No debate político, a forte oposição ao fator religioso nasce de sua insistência em declarar que público e privado não podem ser separados, como insiste a ideologia moderna. A dominação em nossa sociedade se baseia na crença de que a pessoa tudo pode na vida privada, desde que se conforme à ordem pública e ao bem comum.
Oculta que nossa privacidade é permanentemente invadida e manipulada pelo mercado, pela propaganda, pelas políticas públicas etc. A autonomia da vida privada é a ilusão que permite a dominação moderna em todas as esferas. A religião é justamente o espaço em que as éticas privada e pública se encontram, em que o sentido da vida deixa de ser questão individual para ser trabalhado como construção social.

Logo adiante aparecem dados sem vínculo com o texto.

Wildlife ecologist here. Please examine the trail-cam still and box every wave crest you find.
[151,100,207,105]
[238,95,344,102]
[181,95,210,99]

Por isso, a lógica religiosa questiona e desafia a organização ideal da política moderna, e a presença das igrejas neste cenário -mesmo quando não são fundamentalistas e ajudam na luta pelo bem comum- incomoda tanto. O aborto, sem dúvida, é um tema emblemático desse debate, mas não é o único.
O fundamentalismo se caracteriza pelo sectarismo e pela recusa em participar do debate racional. O leitor pode encontrá-lo entre religiosos e laicistas. A construção do bem comum exige de ambas as partes o esforço de se deixar questionar pela outra. A relação entre público e privado é o pano de fundo, pouco expresso, desse debate.
FRANCISCO BORBA RIBEIRO NETO é coordenador de projetos do Núcleo Fé e Cultura da PUC-SP e um dos organizadores dos livros "Um Diálogo Latino-Americano: Bioética & Documento de Aparecida" (Difusão, 2009) e "Economia e Vida na Encíclica Caritas in Veritate" (Companhia Ilimitada, 2010).